Terkait teknisnya, Ketut menjelaskan, masyarakat cukup melakukan pendaftaran secara online melalui website yang telah disediakan disdukcapil itu sendiri.

Baru setelah itu, masyarakat yang telah mendaftar akan mendapatkan semacam barcode yang berisi file untuk dicetak secara mandiri.

Ia juga menambahkan, masyarakat tidak perlu khawatir akan legalitas dukumen adminduk yang dicetak secara mandiri tersebut.

"Daftarnya online, nanti setelah daftar akan kita kasih Pdf, baru nanti masyarakat tinggal cetak sendiri," jelas dia.

"Setelah dicetak sudah selesai, tidak perlu lagi legalisir, atau cap basah, karena sudah ada barcodenya," tambahnya.

Hanya saja, Ketut mengatakan, sistem pencetakan secara mandiri tersebut tidak berlaku bagi e-KTP. Sebab sistem yang ada saat ini belum mendukung fasilitas tersebut, disamping e-KTP yang harus dicetak menggunakan blanko khusus.
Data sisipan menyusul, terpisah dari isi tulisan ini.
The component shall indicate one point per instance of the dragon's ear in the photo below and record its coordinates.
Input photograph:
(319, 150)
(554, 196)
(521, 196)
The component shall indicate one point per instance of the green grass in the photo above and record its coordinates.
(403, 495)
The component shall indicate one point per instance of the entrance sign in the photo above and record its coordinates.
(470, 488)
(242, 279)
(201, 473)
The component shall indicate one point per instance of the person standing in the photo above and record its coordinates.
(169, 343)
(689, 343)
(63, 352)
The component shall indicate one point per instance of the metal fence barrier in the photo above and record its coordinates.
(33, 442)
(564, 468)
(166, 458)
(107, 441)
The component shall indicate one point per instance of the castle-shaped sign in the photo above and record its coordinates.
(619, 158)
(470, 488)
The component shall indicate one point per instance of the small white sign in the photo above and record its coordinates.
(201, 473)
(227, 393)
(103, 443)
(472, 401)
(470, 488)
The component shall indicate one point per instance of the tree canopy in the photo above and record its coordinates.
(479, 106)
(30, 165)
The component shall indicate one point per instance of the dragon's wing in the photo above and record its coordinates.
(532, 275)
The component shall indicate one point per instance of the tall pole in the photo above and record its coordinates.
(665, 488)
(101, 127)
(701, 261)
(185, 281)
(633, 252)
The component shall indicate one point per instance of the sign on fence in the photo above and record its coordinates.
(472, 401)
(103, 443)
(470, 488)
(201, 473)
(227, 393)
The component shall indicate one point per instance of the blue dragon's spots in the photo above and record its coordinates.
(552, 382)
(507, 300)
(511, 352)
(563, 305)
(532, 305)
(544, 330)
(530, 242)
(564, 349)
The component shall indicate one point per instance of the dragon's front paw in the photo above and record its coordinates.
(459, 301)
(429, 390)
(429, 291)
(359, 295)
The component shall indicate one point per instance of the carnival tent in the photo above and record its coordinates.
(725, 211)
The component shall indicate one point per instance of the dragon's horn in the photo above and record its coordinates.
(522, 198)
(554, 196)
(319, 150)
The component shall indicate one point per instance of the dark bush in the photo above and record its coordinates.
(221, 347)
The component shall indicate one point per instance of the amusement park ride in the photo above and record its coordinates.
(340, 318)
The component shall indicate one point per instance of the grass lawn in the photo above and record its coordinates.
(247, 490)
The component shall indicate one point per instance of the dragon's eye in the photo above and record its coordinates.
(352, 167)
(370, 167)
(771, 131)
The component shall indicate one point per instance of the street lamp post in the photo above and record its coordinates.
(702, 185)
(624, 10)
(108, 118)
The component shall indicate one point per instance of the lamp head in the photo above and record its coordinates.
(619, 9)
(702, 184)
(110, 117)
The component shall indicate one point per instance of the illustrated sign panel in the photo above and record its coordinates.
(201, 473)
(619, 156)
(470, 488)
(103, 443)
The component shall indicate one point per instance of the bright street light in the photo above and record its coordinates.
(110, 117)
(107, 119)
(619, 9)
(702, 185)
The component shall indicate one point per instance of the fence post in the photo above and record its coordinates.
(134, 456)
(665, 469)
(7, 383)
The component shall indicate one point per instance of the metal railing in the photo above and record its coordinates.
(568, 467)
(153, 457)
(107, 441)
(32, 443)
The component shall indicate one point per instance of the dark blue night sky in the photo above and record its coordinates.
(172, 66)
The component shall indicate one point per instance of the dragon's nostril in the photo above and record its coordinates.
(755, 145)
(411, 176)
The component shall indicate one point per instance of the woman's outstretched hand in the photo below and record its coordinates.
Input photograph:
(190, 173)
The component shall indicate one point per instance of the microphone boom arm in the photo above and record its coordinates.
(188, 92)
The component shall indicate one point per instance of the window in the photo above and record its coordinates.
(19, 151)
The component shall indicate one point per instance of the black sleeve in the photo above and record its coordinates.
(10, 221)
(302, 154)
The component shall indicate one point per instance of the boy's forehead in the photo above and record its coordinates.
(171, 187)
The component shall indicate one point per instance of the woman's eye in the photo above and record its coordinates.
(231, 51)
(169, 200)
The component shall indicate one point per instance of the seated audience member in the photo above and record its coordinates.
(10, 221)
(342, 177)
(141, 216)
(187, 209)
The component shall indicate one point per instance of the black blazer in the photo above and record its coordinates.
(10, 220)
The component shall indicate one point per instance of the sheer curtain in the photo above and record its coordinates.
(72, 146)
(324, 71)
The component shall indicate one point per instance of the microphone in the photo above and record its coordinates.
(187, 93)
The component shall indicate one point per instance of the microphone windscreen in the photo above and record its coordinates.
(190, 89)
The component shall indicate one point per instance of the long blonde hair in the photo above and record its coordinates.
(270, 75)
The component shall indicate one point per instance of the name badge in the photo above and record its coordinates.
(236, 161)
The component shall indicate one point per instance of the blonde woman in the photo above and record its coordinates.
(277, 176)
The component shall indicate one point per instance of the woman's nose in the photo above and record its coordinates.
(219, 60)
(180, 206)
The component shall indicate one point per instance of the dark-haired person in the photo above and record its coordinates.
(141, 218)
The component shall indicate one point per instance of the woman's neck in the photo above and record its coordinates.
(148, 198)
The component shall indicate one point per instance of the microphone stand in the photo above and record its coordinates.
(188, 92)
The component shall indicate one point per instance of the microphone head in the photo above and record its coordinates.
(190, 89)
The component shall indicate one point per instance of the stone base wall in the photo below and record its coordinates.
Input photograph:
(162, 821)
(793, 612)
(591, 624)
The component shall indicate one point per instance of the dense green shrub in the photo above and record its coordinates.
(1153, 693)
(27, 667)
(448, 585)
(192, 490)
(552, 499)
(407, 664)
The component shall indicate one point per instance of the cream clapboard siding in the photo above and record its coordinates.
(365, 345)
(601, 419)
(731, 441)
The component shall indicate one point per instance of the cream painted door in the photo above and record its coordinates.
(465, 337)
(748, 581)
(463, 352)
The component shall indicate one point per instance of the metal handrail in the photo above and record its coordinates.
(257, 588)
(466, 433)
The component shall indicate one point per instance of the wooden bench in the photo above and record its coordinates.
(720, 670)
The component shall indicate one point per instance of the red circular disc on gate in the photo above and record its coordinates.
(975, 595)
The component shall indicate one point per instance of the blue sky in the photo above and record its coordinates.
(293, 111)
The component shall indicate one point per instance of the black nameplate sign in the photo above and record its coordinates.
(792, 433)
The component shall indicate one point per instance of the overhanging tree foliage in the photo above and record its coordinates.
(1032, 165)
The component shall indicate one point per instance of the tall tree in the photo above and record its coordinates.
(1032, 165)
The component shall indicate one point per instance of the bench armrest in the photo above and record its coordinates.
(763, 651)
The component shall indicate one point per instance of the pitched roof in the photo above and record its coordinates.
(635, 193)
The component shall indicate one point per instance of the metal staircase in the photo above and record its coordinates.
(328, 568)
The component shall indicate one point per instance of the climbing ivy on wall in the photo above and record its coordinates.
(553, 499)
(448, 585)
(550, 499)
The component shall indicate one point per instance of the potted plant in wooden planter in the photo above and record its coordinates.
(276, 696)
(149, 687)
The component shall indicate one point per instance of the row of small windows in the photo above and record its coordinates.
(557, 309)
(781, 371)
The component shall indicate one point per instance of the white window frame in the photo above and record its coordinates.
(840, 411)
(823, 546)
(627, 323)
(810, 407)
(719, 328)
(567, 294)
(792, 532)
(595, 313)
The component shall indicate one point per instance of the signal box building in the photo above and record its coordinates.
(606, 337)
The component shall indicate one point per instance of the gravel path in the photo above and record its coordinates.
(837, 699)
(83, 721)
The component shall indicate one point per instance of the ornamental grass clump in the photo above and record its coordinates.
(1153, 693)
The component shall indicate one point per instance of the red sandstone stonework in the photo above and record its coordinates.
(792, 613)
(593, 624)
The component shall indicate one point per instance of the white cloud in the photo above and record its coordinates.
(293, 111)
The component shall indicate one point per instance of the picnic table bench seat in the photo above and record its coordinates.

Selain itu, ia juga menuturkan, dirinya telah membuat surat edaran kepada seluruh camat yang ada di Kabupaten Pesawaran, terkait Permendagri yang mengatur tentang pencetakan adminduk secara mandiri tersebut.

"Sudah saya berikan edaran kepada camat-camat, untuk diinformasikan kepada masyarakatnya," tutup dia.